Play the climate change game at Fieldays
Farmers visiting NIWA’s Fieldays stand at Mystery Creek next week have the opportunity to see into their future by playing a game that dices with climate change.
The aim is to encourage farmers to plan for climate change and maximise their abilities and options in order to adapt and thrive as significant changes in weather patterns begin to take place.
The large board game has been developed by NIWA social scientists and has players deciding how they will face the challenge of dry periods or drought in the 2020s on a Waikato or Bay of Plenty dairy farm and then again 30 years later in the 2050s.
People are asked to play their way through potential dry conditions which, depending on a throw of the dice, could develop into drought or severe drought. They must then make decisions on how to manage their farm according to the conditions.
Players then choose from several typical responses – accessing water, buying food, selling stock, planting drought-resistant crops – and see how their farm responds to their choice. They can then repeat the process in the 2050s under what will then be the prevailing climate – more frequent, severe, or persistent droughts and increased restrictions on some farming options, for example.

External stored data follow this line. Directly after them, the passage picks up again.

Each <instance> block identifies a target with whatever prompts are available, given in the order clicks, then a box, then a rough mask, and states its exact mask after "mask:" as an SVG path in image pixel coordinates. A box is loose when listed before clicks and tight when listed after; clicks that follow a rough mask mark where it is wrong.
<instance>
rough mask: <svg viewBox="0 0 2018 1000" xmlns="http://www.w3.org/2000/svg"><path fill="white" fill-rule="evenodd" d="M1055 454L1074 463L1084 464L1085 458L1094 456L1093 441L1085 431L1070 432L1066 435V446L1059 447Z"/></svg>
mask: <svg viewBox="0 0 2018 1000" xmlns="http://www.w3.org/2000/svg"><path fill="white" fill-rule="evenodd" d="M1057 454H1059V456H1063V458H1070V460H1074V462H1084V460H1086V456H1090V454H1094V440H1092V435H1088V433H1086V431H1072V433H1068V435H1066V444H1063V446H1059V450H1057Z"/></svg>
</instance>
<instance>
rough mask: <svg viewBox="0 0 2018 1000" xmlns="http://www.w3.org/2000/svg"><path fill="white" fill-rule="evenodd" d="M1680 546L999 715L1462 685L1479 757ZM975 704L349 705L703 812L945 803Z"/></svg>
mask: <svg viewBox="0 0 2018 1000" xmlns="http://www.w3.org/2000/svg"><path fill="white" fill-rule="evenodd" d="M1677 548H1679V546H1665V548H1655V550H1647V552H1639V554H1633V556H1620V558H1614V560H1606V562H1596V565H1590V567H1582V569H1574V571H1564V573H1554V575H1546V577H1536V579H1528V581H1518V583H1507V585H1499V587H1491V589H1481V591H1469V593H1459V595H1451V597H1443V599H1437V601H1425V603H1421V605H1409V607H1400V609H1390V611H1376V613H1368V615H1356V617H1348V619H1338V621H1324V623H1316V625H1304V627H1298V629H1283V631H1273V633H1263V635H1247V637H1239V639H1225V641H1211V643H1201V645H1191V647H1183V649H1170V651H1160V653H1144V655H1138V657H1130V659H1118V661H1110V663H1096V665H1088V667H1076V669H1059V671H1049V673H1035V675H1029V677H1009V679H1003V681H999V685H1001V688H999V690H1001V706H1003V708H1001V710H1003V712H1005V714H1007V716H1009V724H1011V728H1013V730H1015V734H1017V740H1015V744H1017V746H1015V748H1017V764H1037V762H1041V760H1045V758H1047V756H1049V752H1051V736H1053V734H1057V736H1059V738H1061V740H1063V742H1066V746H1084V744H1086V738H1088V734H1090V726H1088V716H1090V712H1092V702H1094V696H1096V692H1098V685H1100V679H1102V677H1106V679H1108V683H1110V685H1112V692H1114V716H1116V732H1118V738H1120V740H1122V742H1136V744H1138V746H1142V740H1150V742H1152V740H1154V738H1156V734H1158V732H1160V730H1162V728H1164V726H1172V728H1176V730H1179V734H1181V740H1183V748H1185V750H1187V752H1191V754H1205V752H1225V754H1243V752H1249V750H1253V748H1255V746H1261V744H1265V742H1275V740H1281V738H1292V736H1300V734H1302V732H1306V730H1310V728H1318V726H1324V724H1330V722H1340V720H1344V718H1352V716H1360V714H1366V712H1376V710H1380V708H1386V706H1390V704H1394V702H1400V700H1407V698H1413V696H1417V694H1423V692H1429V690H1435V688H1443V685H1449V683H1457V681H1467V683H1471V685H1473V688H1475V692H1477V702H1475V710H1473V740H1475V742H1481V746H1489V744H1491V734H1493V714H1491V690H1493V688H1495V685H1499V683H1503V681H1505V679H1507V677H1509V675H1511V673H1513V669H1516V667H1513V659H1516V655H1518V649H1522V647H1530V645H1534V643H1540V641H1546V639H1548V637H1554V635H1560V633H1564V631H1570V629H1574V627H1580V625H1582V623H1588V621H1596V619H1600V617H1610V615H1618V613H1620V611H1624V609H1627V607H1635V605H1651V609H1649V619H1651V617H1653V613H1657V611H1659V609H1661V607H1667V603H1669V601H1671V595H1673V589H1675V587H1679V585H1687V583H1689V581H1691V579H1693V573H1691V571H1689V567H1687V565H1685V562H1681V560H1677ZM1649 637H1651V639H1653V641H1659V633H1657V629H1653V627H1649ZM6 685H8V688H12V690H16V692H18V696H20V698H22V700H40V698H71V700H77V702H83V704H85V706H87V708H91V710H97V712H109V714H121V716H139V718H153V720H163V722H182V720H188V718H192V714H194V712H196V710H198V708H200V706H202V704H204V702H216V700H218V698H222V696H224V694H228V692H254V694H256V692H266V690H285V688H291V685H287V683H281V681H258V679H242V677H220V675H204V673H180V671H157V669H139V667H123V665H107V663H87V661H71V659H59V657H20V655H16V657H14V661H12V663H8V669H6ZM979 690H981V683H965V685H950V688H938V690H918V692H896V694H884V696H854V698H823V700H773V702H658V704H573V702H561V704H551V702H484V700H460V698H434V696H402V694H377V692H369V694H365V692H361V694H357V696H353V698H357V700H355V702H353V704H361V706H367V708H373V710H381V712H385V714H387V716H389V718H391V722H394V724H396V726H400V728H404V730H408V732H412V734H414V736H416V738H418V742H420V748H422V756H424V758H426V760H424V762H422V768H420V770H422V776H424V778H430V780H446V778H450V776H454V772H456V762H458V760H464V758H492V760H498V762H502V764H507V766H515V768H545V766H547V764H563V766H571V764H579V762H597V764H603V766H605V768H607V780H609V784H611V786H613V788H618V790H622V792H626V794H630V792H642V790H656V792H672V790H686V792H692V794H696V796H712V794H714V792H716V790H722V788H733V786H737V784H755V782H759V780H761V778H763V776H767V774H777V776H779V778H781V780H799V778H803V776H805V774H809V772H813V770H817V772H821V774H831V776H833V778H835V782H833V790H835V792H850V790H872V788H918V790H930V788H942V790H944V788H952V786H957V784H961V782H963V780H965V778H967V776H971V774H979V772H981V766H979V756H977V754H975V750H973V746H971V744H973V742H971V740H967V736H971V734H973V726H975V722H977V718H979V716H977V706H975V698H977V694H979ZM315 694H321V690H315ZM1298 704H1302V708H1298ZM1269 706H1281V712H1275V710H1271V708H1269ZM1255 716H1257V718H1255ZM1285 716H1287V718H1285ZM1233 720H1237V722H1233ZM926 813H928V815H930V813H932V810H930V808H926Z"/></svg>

The game is intended to highlight the challenges and opportunities climate change is bringing. NIWA also offers farmers the option of exploring how climate change will affect their properties via a computerised visualisation tool. They can also test the newly developed interactive Climate Change Toolkit for Farmers which enables people to plan for change in more detail.
NIWA chief scientist climate Dr Andrew Tait says understanding that significant change is coming it is imperative to plan how to adapt and thrive.
“It is important that people understand how much climate change is likely to affect New Zealand so they can make informed decisions based on good science.”
This year, NIWA and its sister Crown Research Institutes (CRI) AgResearch, Manaaki Whenua and Scion have a combined stand in the main pavilion looking at science solutions for our changing world. Each CRI will be highlighting their climate change research projects and what they mean for the agricultural sector.
Meanwhile, NIWA forecasters say the outlook for Fieldays is unsettled weather with rain, possibly heavy, leading up to the opening day on Wednesday. The best chance for dry weather is likely to be Thursday and Friday.